80-Core Processor On Horizon At Intel
Intel (Santa Clara, Calif.) also tipped an SRAM and a silicon laser chip, as part of its ongoing research into terascale technology. Earlier this year, the company disclosed details about its internal terascale research program that promises to usher in the next wave of computing.
Terascale scaling and computing will be required in the future, said Justin Rattner, Intel Senior Fellow and chief technology officer. During the next decade, mega data centers will host more than a million servers, allowing end-users to access personal data, play photo-realistic games, share real-time video and do multimedia data mining, Rattner said at the Intel Developer Forum (IDF) in San Francisco.
This new usage model will challenge the industry to deliver high-speed computing performance and terabytes of bandwidth.
One of the first prototypes chips in Intel's program is the Tflops processor.
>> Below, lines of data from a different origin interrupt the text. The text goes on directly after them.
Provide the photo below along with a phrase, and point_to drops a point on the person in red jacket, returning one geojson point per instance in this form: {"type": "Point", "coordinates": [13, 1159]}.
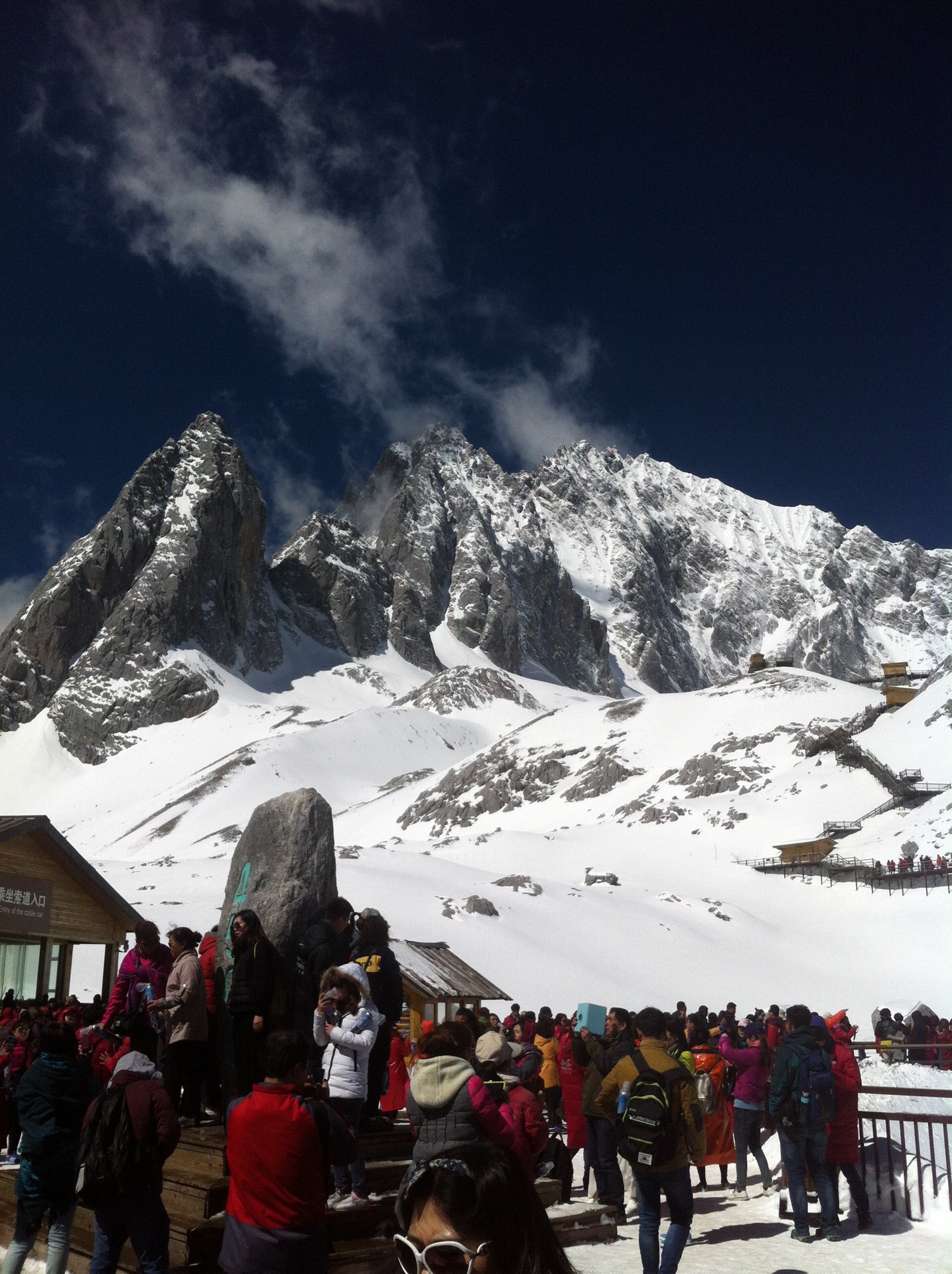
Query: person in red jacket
{"type": "Point", "coordinates": [843, 1131]}
{"type": "Point", "coordinates": [279, 1147]}
{"type": "Point", "coordinates": [395, 1096]}
{"type": "Point", "coordinates": [208, 950]}
{"type": "Point", "coordinates": [495, 1054]}
{"type": "Point", "coordinates": [147, 965]}
{"type": "Point", "coordinates": [139, 1218]}
{"type": "Point", "coordinates": [573, 1077]}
Containing 80 simple cores and operating at 3.1 GHz, the goal of this experimental chip is to test interconnect strategies for moving terabytes of data from core to core and between cores and memory, according to Intel.
Unlike existing chip designs where hundreds of millions of transistors are arranged, this chip's design consists of 80 tiles laid out in an 8- by 10-block array, according to Intel.
Each tile includes a small core, or compute element, with a simple instruction set for processing floating-point data, but the silicon is not Intel x86-based processor compatible. The tile also includes a router connecting the core to an on-chip network that links all the cores to each other and gives them access to memory.
The second major part is a 20-Mbyte SRAM memory chip that is stacked on and bonded to the processor die. Stacking the die makes possible thousands of interconnects and provides more than a terabyte-per-second of bandwidth between memory and the cores, according to Intel.
The third product is the recently announced hybrid silicon laser chip developed in collaboration with researchers at University of California at Santa Barbara. This could lead to a terabit-per-second optical link capable of speeding terabytes of data between chips inside computers, between PCs and between servers inside data centers.
"When combined with our recent breakthroughs in silicon photonics, these experimental chips address the three major requirements for terascale computing—Tflops of performance, terabytes-per-second of memory bandwidth, and terabits-per-second of I/O capacity," Rattner said in a statement. "While any commercial application of these technologies is years away, it is an exciting first step in bringing tera-scale performance to PCs and servers."